In this light, the “Kurdish calm” can be perceived differently. Kurds that are a perfect choice for the role of the external enemy for entire Turkey have actually calmed down and their terrorist activity that reached the peak before the strange mutiny has died away. Erdogan is no longer able to create an enemy from Russia. An aggressive dispute with Europe is too costly, while opposing U.S. is like a suicide for Erdogan. So what can he do? Let’s return to the events in Armenia.
Everything is obscure here too: it is very hard to imagine a country where armed people take hostages, fire at police officers, but avoid being stormed, get a soft response and dialogue from the authorities, along with calls for “maximum soft punishment for the guys.” Rioters blame the authorities of Armenia for ignoring Armenia’s interests in the Karabakh conflict and this thesis is widely supported by the population of the country that takes the street in support of the rioters, who are in fact terrorists (a seizure of hostages by armed people along with murders cannot be called differently by any legislation).

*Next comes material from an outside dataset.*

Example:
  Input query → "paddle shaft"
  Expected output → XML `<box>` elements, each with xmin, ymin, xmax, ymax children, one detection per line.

Whatever the outcome, Yerevan (the formal ‘victory’ over rioters is of no importance any longer) will inevitably toughen its stance on Karabakh, since this is easier and more demonstrative than a drastic reform to improve the economic situation in the country. Here it is necessary to recall that Azerbaijan has its own problems too, as the country depends on the sliding prices of the energy resources, while the Karabakh conflict is a good reason for Ilham Aliyev to rally the people around the flag. The war in Nagorno-Karabakh is in favor of the Azerbaijani authorities like Erdogan.
What will such war lead to? It will distract the attention from a range of economic problems. Yet, unleashing a ‘small regional’ conflict in the Caucasus to overshadow economic problems is like stoking the fire in a powder depot to warm up. The Karabakh issue will become a beginning of a big fire that may burn those who tried to warm up on it and those who were just close to it.
Another war far from Europe so far and at a respectful distance from U.S. is a brief description of a conflict that seems inevitable and “links” the strange riots in Armenia and Turkey. Russia will have to interfere into that conflict too. Moscow may be even blamed for “trying to benefit” from it, as the armies of Armenia and Azerbaijan are supplied with Russian arms. Yet, Caucasus in flames will lead Russian into troubles in its own territory, which will cost it colossal forces and means (it will hardly manage to ‘liquidate such fire’ with money amid sliding oil prices).
While Russia is fighting Daesh (still the major terrorist threat in the world), the Caucasus region will turn into a new foothold for the radicals and terrorists. Spillover of such threats from Central Asia into Europe is a matter of time. There will be no winners in the conflict, as war is not a good method to save the collapsing economy. Russia and Turkey will be torn between the fake partnership and direct military confrontation again. Europe will at least feel scared about facing a new wave of migrants and receiving “a piece of that war.” Moscow will find itself surrounded with conflicts from all sides: NATO, Syria, Ukraine, Caucasus…Central Asia.
Only Washington will suddenly gain from all this: Europe will become more amenable, Russia will be distracted, the conflict will be far away and a chance will emerge to strengthen its positions if anything changes in geopolitics of the conflicting sides. Furthermore, there are no direct proofs that U.S. is behind this all: everything starts with strange riots following each other in Kiev and Tbilisi, Cairo and Damascus, Istanbul and Yerevan. U.S. as usually benefits from all the large-scale conflicts in the world.